In October 2019, the FDA accepted Genentech’s biologics license application (BLA) for satralizumab based on findings from its phase 3 trials that showed its effectiveness in reducing the risk of relapses in patients with NMOSD. The agency is expected to make a decision later this year. Satralizumab was also previously granted breakthrough therapy designation for the treatment of NMOSD in December 2018.

Previously published data from SakuraStar that assessed satralizumab over 96 weeks showed that overall, 76.1% of patients assigned to satralizumab monotherapy were relapse-free at 48 weeks, compared to 61.9% who received placebo. At 96 weeks, 72.1% of patients who received treatment with satralizumab were relapse-free, compared with 51.2% of patients in the placebo group.2

Additionally, the total population of AQP4-IgG seropositive and seronegative patients assigned to satralizumab monotherapy saw a 55% decrease in the risk of relapse compared to placebo (HR, 0.45 [95% CI, 0.23—0.89]; P =.0184). Notably, the larger subgroup of seropositive patients, who experience a more severe disease course, saw a reduction in risk of relapses of 74% (HR, 0.26 [95% CI, 0.11—0.63]; P =.0014).

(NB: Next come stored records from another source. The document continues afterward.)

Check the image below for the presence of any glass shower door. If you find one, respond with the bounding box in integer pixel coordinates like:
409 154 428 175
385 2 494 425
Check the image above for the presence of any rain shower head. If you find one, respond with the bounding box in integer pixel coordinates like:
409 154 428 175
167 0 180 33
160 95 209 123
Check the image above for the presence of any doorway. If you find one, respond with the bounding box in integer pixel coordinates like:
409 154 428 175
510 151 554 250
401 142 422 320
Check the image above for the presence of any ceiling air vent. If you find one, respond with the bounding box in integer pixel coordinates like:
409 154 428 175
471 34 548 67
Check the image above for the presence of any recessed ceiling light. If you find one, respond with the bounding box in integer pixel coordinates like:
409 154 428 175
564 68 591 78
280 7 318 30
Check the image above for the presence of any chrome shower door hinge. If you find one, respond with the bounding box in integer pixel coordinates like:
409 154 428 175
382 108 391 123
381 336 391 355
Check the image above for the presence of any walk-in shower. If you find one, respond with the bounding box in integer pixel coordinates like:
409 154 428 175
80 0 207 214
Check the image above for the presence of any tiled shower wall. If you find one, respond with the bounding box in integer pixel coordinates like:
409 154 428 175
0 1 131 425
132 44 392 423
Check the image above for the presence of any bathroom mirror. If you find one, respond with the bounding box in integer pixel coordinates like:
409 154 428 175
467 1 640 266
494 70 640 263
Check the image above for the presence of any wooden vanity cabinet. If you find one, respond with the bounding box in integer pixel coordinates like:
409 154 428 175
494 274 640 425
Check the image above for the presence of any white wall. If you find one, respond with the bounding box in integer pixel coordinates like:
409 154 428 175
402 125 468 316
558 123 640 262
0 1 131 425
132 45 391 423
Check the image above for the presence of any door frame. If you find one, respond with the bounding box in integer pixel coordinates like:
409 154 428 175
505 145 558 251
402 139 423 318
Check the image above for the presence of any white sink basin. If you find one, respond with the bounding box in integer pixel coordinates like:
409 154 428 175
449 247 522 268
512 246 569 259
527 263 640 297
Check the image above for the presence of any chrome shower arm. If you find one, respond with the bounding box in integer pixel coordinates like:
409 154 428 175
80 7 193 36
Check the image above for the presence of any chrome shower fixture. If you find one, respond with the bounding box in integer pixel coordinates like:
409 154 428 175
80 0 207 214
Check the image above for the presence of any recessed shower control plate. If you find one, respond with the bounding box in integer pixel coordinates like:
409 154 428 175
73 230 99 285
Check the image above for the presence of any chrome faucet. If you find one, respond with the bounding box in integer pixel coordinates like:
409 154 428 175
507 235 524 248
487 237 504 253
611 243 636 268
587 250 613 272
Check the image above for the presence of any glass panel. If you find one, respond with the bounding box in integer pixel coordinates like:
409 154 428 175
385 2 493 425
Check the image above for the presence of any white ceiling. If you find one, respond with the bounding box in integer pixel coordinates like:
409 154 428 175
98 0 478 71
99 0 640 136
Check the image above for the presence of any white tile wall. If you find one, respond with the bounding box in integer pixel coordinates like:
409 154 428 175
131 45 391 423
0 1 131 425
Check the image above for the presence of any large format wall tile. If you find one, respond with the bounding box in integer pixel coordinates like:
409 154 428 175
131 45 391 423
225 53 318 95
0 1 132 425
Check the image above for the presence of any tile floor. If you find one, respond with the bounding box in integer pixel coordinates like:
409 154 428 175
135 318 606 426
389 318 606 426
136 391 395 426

In SAkuraSky (NCT02028884), another assessment in satralizumab’s development reported the risk of relapses with treatment with satralizumab compared to placebo in combination with immunosuppressant therapy. In that study, the overall population saw a 62% reduction in the risk of relapse (HR, 0.38 [95% CI, 0.16—0.88]; P =.0184), while the group of AQP4-IgG seropositive patients experienced a 79% relapse risk reduction (HR, 0.21 [95% CI, 0.06—0.75]; P =.0086). Results showed 88.9% and 77.6% of patients in the total population were relapse-free at 48 and 96 weeks, respectively, compared to 66% and 58.7% of patients in the placebo group. Among AQP4-IgG seropositive patients, 91.5% treated with satralizumab were relapse-free at 48 and 96 weeks, compared with 59.9% and 53.3% of patients in the placebo group.2

REFERENCES

1. Traboulsee A, Greenberg BM, Bennett JL, et al. Safety and efficacy of satralizumab monotherapy in neuromyelitis optica spectrum disorder: a randomized, double-blind, multicentre, placebo-controlled phase 3 trial. Lancet Neurol. 2020;19(5):402­-412. doi: 10.1016/S1474-4422(20)30078-8

2. FDA Accepts Genentech’s Biologics License Application for Satralizumab for Neuromyelitis Optica Spectrum Disorder [news release]. San Francisco, CA: Genentech; Published October 29, 2019. Accessed May 13, 2020. biospace.com/article/releases/fda-accepts-genentech-s-biologics-license-application-for-satralizumab-for-neuromyelitis-optica-spectrum-disorder.